I love to try new apps, especially if they’re free. I love that for just about anything you can dream up, there’s an app (or three) for that.


But when the apps you use contain your personal information, it’s important to take some safety measures.

RunKeeper friends feed

One of my friends uses RunKeeper to track her workouts. This app lets you share your planned route on social media and (with in-app purchase) broadcasts LIVE maps of your runs or bike rides to your “supporters.”


I like using an app to track my walking workouts. Since I live in a neighborhood with irregularly-sized (and shaped) blocks, it helps me figure out routes with a certain target distance in mind—without having to drive around in the car to measure on the odometer. It also keeps track of my pace and my “personal best.”

While this app uses my phone’s GPS to measure my pace and distance, I do not have it set up to sync with social media of any kind, or with “The Cloud.” I could, but I don’t. All my workout data is stored on my phone. There’s a reason for that.

runkeeper map sample

I don’t need to let anyone know where I’m walking, or that I’m not at home, or how long I’ll probably not be at home. (When I’m done, if I need to brag, I can compose my own tweet, thankyouverymuch, with my time and distance.)

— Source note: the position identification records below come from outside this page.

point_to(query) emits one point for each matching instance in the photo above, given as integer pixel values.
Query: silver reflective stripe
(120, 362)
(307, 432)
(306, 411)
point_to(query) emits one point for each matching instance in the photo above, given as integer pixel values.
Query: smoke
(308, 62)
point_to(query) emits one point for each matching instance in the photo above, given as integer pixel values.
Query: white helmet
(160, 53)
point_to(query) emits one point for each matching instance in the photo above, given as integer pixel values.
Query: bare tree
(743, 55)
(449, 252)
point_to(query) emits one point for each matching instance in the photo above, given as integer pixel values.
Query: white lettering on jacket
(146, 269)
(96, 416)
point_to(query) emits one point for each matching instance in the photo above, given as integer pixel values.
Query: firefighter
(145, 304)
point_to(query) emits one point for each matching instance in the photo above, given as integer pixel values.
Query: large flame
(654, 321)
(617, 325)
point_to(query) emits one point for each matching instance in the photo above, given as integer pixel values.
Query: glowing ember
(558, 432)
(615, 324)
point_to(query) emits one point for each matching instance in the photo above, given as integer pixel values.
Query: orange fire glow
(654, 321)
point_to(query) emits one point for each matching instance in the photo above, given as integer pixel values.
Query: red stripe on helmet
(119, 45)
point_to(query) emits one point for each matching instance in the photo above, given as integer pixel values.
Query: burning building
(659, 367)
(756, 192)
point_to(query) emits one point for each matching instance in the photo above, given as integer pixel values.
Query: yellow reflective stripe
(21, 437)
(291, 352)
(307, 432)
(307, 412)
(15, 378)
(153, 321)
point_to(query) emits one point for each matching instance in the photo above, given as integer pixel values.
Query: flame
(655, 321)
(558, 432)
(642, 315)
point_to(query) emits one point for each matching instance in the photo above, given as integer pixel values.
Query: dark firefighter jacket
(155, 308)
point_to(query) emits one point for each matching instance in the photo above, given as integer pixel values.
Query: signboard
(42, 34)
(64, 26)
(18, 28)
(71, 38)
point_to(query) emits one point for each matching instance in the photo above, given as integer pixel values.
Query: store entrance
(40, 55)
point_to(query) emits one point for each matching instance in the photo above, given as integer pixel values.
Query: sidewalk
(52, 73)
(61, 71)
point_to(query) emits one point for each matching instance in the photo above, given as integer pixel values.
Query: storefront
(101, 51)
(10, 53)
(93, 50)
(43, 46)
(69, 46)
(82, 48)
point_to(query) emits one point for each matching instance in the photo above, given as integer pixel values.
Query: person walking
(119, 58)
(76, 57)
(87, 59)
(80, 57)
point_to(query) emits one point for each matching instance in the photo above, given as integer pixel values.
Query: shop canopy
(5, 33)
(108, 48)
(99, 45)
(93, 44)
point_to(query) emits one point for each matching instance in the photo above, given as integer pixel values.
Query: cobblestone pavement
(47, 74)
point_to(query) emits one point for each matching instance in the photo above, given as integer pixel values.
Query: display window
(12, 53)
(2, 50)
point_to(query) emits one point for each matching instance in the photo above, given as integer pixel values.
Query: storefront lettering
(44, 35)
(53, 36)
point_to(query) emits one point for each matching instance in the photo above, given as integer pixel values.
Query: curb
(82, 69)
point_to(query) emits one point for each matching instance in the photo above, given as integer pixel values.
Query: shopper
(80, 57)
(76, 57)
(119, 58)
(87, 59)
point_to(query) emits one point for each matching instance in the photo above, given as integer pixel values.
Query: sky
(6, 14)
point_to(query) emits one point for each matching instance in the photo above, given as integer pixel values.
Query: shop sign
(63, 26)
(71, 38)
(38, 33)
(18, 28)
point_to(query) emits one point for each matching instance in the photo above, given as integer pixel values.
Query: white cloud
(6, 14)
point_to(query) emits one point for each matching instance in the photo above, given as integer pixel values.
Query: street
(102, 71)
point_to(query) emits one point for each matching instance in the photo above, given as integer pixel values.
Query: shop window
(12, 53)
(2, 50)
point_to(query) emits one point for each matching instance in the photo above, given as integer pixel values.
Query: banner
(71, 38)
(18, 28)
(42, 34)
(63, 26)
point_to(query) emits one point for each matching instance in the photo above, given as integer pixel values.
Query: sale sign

Am I being ultra-cautious? Probably. I’m a worrier by nature. But a recent New York Times article discusses just a few of the security concerns that users of health and fitness apps should consider. This article doesn’t even get into the issues of women who run or walk alone and who use these apps to track their routes, broadcasting their location over Facebook or Twitter.

The bottom line is:  you don’t know who sees it; you don’t know who stores it; you don’t know where that data goes once it leaves your phone.

We tell our kids to be careful about the information they share online—but we share our workout routes to anyone (family member, friend, or stranger) who cares to check the hashtag these apps automatically include with every tweet.

When it comes to your health information and your physical location, my advice is to think before you sync.